A Comparative Study of Open-Comments and CATA to Identify Drivers of Liking and Disliking of Milk Chocolates
15TH PANGBORN SENSORY SCIENCE SYMPOSIUM - MEETING NEW CHALLENGES IN A CHANGING WORLD (PSSS 2023):E00
Posted: 24 Aug 2023
Abstract
Collecting Open Comments (OC) is a common way to learn about the product features that consumers like and dislike in consumer research methodologies such as preference mapping. OC has the advantage of being unbiased and providing a causal answer to the question "What do you like/dislike about this product?". However, encoding the information they provide is a time and resource consuming mandatory pre-processing step, whether performed manually or with a dedicated AI algorithm. In this context, the Check-All-That-Apply (CATA) method can be a valid and less expensive alternative.
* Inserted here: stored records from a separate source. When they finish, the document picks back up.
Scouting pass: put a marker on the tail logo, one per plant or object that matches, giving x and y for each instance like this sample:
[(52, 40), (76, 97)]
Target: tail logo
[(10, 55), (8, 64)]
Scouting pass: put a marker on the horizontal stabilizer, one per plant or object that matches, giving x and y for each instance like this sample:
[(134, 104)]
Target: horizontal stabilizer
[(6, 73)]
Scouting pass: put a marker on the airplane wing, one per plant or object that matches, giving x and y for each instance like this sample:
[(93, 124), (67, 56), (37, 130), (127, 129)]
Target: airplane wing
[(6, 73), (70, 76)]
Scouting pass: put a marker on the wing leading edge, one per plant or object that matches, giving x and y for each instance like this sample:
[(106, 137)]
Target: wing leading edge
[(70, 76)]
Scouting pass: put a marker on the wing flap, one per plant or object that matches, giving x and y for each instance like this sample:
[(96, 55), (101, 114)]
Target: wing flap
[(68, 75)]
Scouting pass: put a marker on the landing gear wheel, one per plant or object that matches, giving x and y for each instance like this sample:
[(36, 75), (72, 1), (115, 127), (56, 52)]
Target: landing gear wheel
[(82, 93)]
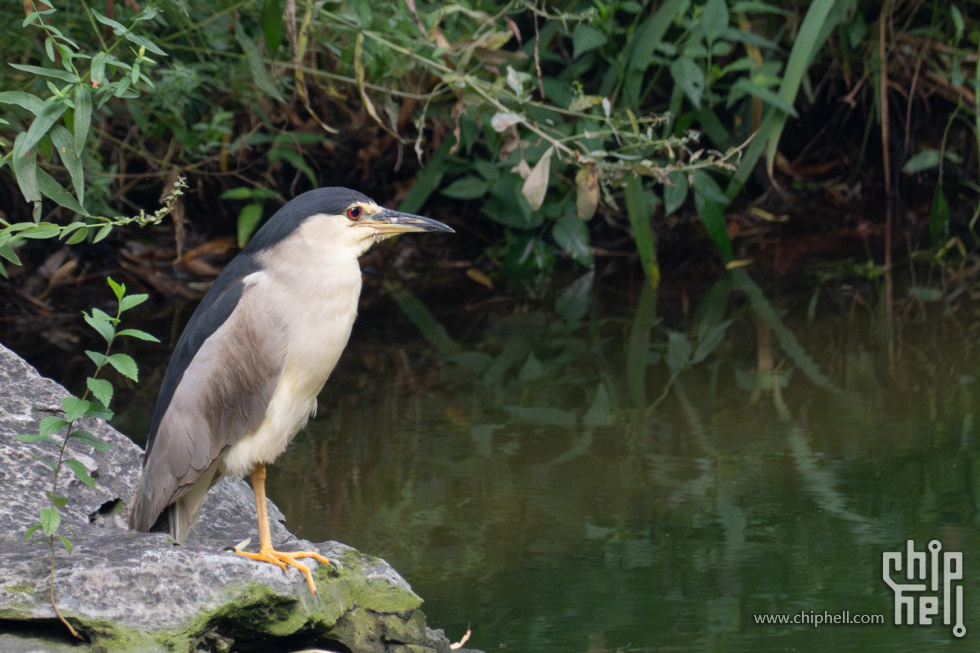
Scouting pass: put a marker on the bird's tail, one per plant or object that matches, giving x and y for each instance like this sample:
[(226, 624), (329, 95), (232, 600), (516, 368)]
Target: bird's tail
[(175, 518)]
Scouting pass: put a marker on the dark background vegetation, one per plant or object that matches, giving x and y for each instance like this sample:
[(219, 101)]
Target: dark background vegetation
[(608, 145)]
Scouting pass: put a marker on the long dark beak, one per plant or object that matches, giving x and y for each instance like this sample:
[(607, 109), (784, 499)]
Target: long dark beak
[(387, 221)]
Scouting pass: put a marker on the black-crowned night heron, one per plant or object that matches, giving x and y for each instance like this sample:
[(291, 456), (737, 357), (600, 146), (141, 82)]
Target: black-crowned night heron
[(245, 374)]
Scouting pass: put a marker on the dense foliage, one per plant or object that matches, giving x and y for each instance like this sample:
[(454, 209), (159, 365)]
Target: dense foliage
[(539, 116)]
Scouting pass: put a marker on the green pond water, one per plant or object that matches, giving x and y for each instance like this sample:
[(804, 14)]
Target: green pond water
[(567, 485), (586, 475)]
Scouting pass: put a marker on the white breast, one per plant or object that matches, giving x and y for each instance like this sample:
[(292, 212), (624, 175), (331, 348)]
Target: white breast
[(315, 296)]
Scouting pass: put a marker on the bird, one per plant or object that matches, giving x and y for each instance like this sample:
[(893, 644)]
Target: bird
[(245, 373)]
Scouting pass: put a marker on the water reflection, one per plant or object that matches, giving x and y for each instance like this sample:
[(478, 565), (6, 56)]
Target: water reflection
[(518, 491)]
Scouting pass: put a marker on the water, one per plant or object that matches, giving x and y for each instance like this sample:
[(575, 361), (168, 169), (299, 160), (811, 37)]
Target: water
[(521, 492)]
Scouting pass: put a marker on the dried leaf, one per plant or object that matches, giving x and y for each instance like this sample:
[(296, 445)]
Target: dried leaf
[(587, 191), (536, 185), (501, 121)]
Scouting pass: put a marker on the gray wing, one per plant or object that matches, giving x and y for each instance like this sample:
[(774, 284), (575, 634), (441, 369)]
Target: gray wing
[(218, 392)]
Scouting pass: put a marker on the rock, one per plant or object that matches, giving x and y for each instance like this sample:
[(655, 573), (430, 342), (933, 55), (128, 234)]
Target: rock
[(133, 591)]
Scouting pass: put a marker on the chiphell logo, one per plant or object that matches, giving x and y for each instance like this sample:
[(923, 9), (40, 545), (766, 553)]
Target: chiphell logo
[(921, 581)]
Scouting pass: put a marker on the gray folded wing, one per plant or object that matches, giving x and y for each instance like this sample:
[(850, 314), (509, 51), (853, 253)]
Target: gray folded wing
[(224, 371)]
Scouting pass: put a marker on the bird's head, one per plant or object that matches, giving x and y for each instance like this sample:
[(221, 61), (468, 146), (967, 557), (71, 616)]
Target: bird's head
[(339, 218)]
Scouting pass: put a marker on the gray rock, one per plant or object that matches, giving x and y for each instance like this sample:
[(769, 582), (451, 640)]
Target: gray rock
[(131, 591)]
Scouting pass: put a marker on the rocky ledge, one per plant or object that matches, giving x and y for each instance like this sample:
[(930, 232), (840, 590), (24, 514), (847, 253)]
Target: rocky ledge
[(127, 591)]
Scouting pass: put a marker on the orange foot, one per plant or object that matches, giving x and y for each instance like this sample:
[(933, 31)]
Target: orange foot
[(283, 558)]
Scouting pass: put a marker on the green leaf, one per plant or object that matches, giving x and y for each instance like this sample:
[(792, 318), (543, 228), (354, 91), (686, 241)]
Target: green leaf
[(586, 38), (144, 42), (89, 439), (52, 110), (675, 193), (689, 76), (97, 72), (63, 75), (74, 407), (41, 231), (50, 425), (98, 411), (706, 186), (470, 187), (118, 289), (925, 294), (118, 28), (130, 301), (37, 437), (248, 221), (639, 207), (25, 169), (58, 502), (52, 189), (958, 24), (139, 335), (29, 533), (32, 103), (125, 365), (573, 303), (102, 233), (104, 327), (295, 159), (713, 219), (80, 472), (714, 19), (101, 390), (651, 33), (50, 520), (770, 97), (924, 160), (83, 118), (432, 330), (248, 193), (819, 21), (260, 74), (709, 341), (939, 216), (572, 235)]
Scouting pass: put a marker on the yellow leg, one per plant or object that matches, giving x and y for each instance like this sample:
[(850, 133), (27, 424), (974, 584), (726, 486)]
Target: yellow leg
[(266, 552)]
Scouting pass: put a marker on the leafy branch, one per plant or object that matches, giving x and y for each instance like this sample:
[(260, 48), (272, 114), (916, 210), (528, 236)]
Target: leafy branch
[(100, 391)]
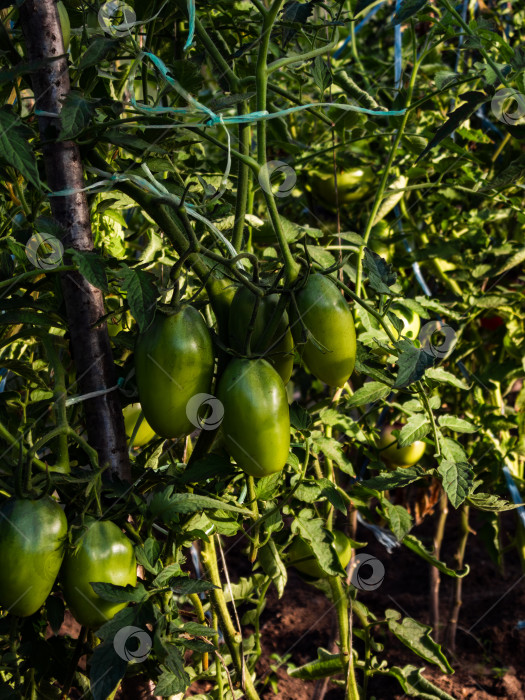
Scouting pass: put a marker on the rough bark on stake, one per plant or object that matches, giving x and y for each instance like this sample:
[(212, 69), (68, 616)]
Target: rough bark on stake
[(84, 303)]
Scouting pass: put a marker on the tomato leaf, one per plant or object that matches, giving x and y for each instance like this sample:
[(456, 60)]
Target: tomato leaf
[(96, 52), (490, 502), (170, 684), (91, 266), (415, 428), (119, 594), (321, 74), (413, 363), (407, 9), (458, 425), (141, 295), (397, 478), (381, 275), (167, 505), (369, 393), (166, 574), (312, 530), (273, 566), (107, 670), (457, 480), (267, 487), (399, 518), (415, 685), (15, 148), (326, 665), (452, 450), (416, 637), (416, 546), (472, 100), (76, 115), (184, 585), (438, 374)]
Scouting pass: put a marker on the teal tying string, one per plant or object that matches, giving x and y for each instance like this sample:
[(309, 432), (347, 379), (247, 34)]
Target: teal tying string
[(191, 29)]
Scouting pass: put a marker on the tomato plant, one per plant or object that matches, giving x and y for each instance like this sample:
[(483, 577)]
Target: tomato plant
[(290, 236)]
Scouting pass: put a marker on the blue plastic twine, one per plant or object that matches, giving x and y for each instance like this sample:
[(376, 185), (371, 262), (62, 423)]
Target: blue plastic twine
[(191, 28)]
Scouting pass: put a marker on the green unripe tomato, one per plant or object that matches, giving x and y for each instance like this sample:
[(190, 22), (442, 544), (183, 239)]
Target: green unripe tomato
[(173, 362), (32, 540), (64, 23), (399, 456), (327, 316), (302, 558), (145, 433), (352, 185), (278, 349), (104, 555), (256, 423)]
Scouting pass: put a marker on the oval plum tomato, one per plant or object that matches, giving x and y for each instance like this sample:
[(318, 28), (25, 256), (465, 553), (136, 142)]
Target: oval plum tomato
[(256, 423), (399, 456), (145, 433), (352, 185), (103, 555), (32, 540), (173, 362), (326, 315), (278, 349), (302, 558)]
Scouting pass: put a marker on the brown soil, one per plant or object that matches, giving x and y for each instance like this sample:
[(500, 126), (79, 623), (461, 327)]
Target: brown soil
[(490, 657)]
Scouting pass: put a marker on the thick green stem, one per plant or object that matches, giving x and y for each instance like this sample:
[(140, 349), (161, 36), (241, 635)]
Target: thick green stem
[(341, 605), (460, 556), (243, 180), (218, 601), (435, 577), (261, 80), (386, 173)]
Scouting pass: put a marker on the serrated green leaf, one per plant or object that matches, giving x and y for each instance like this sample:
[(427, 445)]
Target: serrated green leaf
[(413, 363), (91, 266), (15, 149), (119, 594), (415, 428), (313, 531), (457, 480), (407, 9), (490, 502), (395, 479), (416, 637), (75, 116), (458, 425), (107, 668), (369, 393), (416, 546), (400, 520), (438, 374), (141, 295), (273, 566)]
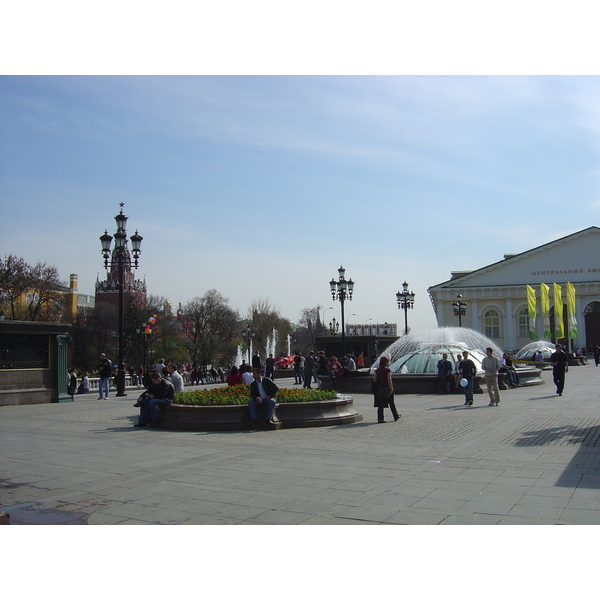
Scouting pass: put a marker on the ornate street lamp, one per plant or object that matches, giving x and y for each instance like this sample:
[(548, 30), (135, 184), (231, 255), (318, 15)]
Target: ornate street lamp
[(342, 290), (405, 301), (459, 309), (120, 258), (248, 335), (334, 326)]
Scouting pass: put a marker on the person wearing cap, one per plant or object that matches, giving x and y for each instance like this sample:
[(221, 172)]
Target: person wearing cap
[(468, 371), (262, 391), (490, 364)]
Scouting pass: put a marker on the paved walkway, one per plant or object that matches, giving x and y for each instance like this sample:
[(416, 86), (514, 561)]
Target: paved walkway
[(535, 459)]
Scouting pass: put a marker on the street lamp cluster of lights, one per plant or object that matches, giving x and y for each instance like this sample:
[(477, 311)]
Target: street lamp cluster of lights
[(121, 257), (459, 309), (342, 290), (405, 300)]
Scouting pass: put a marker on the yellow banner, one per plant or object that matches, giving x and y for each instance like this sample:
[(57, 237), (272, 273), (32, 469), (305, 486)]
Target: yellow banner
[(559, 330), (545, 300), (571, 310), (531, 309)]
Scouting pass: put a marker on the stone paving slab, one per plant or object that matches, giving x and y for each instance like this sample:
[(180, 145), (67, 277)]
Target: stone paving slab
[(535, 459)]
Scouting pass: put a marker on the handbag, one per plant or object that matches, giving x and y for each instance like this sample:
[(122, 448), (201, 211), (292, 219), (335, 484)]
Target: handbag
[(383, 392)]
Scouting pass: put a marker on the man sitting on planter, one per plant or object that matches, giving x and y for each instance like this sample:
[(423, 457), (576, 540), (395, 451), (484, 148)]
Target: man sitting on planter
[(160, 392), (262, 391)]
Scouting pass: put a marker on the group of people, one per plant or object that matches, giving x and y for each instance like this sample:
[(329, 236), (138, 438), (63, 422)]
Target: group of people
[(313, 368), (165, 380)]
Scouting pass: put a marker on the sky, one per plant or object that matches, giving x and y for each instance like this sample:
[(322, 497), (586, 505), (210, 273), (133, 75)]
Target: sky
[(258, 146), (262, 185)]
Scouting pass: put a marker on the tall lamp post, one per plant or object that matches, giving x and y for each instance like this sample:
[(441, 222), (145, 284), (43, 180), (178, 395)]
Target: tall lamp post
[(248, 335), (334, 326), (342, 290), (459, 309), (121, 257), (405, 301)]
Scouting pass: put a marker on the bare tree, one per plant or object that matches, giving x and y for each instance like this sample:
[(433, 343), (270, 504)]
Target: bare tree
[(31, 292), (263, 318), (210, 328)]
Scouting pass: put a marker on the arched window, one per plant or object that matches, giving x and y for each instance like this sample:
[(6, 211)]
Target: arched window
[(492, 324), (524, 323), (592, 307)]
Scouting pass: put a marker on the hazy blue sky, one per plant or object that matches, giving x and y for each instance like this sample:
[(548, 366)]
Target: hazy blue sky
[(261, 186)]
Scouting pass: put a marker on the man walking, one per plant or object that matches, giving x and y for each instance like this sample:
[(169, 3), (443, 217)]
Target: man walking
[(490, 364), (467, 371), (309, 363), (262, 391), (560, 366)]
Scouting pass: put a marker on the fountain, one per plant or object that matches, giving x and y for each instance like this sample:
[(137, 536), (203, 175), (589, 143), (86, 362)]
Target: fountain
[(414, 358), (419, 352), (238, 357), (528, 352), (271, 344)]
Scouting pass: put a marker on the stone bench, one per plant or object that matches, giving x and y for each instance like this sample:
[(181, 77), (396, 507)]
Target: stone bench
[(189, 417)]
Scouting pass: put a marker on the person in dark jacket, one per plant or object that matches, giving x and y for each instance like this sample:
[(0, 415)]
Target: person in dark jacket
[(444, 373), (468, 370), (262, 391), (160, 392)]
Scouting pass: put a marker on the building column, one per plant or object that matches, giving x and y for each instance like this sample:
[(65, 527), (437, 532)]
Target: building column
[(440, 312), (510, 337), (475, 321), (62, 342)]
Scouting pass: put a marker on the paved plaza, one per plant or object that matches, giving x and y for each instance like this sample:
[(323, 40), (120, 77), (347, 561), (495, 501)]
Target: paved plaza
[(535, 459)]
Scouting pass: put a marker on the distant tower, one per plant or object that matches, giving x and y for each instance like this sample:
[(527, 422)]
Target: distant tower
[(134, 290)]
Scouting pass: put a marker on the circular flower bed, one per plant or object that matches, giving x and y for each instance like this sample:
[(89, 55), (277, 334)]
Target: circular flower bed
[(238, 394), (226, 409)]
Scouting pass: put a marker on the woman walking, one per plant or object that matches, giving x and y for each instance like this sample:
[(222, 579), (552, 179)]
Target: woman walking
[(383, 390)]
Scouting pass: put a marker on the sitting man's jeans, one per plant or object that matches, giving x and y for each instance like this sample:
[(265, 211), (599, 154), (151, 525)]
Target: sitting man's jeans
[(149, 409), (104, 385), (269, 403), (469, 389)]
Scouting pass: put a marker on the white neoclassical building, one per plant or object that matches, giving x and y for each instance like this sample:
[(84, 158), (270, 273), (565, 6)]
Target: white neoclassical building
[(495, 296)]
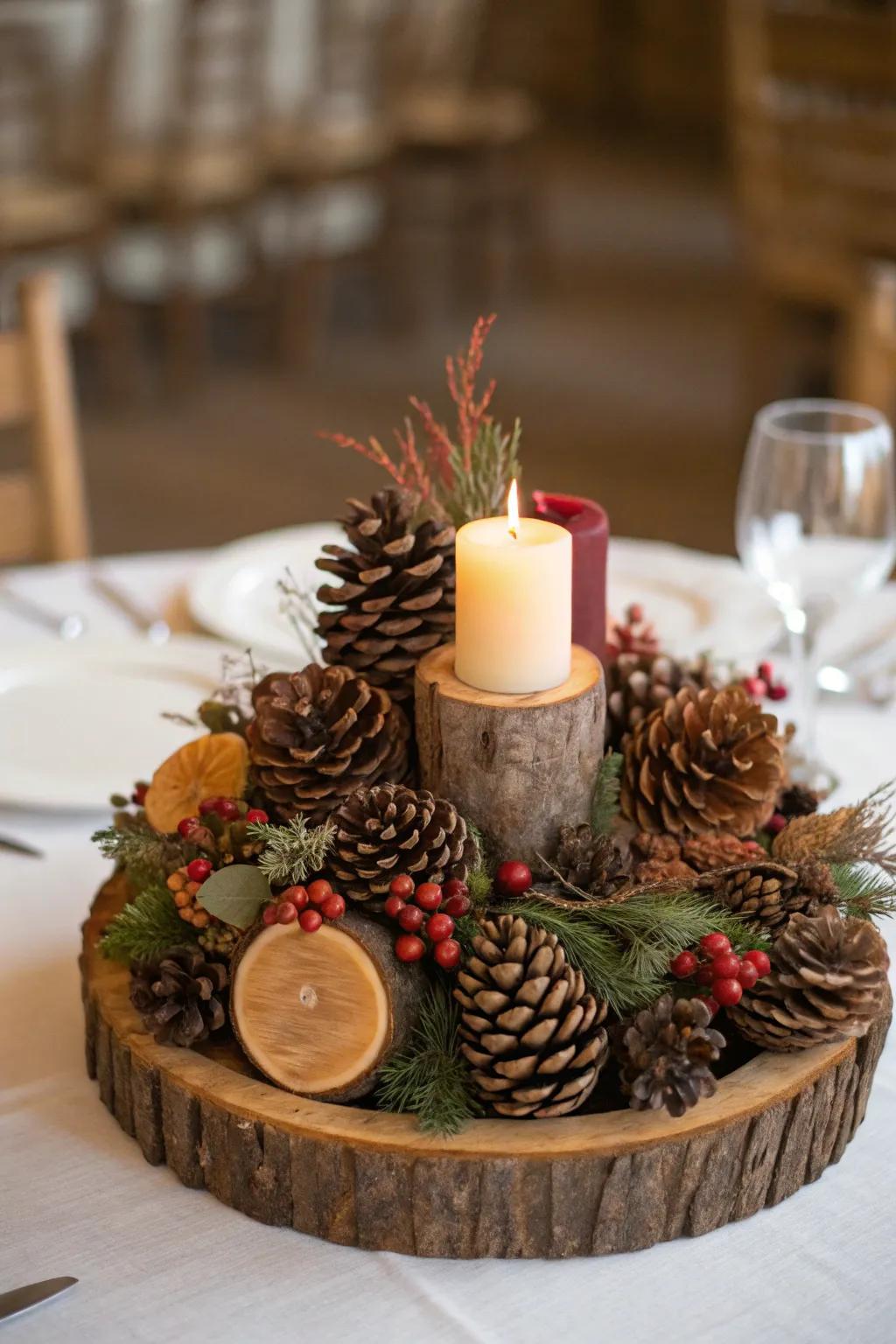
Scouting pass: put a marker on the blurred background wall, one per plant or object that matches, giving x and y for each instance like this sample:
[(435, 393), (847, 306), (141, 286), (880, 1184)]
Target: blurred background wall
[(276, 217)]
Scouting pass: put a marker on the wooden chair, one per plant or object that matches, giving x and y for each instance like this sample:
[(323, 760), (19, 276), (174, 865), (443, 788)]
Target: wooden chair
[(339, 136), (202, 163), (43, 514), (40, 205), (871, 344), (813, 122), (473, 137)]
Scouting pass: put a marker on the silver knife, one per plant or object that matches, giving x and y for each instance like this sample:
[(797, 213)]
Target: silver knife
[(20, 847), (20, 1298)]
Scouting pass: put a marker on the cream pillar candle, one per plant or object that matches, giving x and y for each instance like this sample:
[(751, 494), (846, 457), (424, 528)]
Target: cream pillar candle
[(514, 604)]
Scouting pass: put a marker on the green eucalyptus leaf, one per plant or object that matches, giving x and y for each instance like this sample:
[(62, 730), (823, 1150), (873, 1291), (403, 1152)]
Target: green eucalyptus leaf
[(235, 894)]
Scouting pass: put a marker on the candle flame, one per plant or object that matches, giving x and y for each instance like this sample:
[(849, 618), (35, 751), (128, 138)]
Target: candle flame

We conducted a consumer study on 8 milk chocolates with 361 respondents to compare the information (liking scores, liking drivers, and liking clusters) obtained from OC and CATA. Each consumer tested 6 milk chocolates out of the 8 milk chocolates based on a MOLS design and provided for each chocolate a liking score (7-point scale) and reasons for liking and disliking using either OC (n=204) or CATA (n=157) with 28 terms.
We found no notable differences between the liking spaces obtained from the CATA and OC groups, and the same two liking clusters (mild and strong chocolate lovers) were identified in both groups. The drivers of liking and disliking associated with each product were largely consistent in both groups. However, some subtle differences in citation rates and attitudes were noted. In OC, consumers tend to disregard appearance and texture more in favor of taste than in CATA. In addition, the drivers of disliking provided by OC were less diverse and less frequently cited than in CATA. Conversely, OC showed specific shape-related terms that were not present in CATA.
This suggests that CATA is a promising alternative to OC, as the overall picture was the same, but there are still some slight differences between the methods.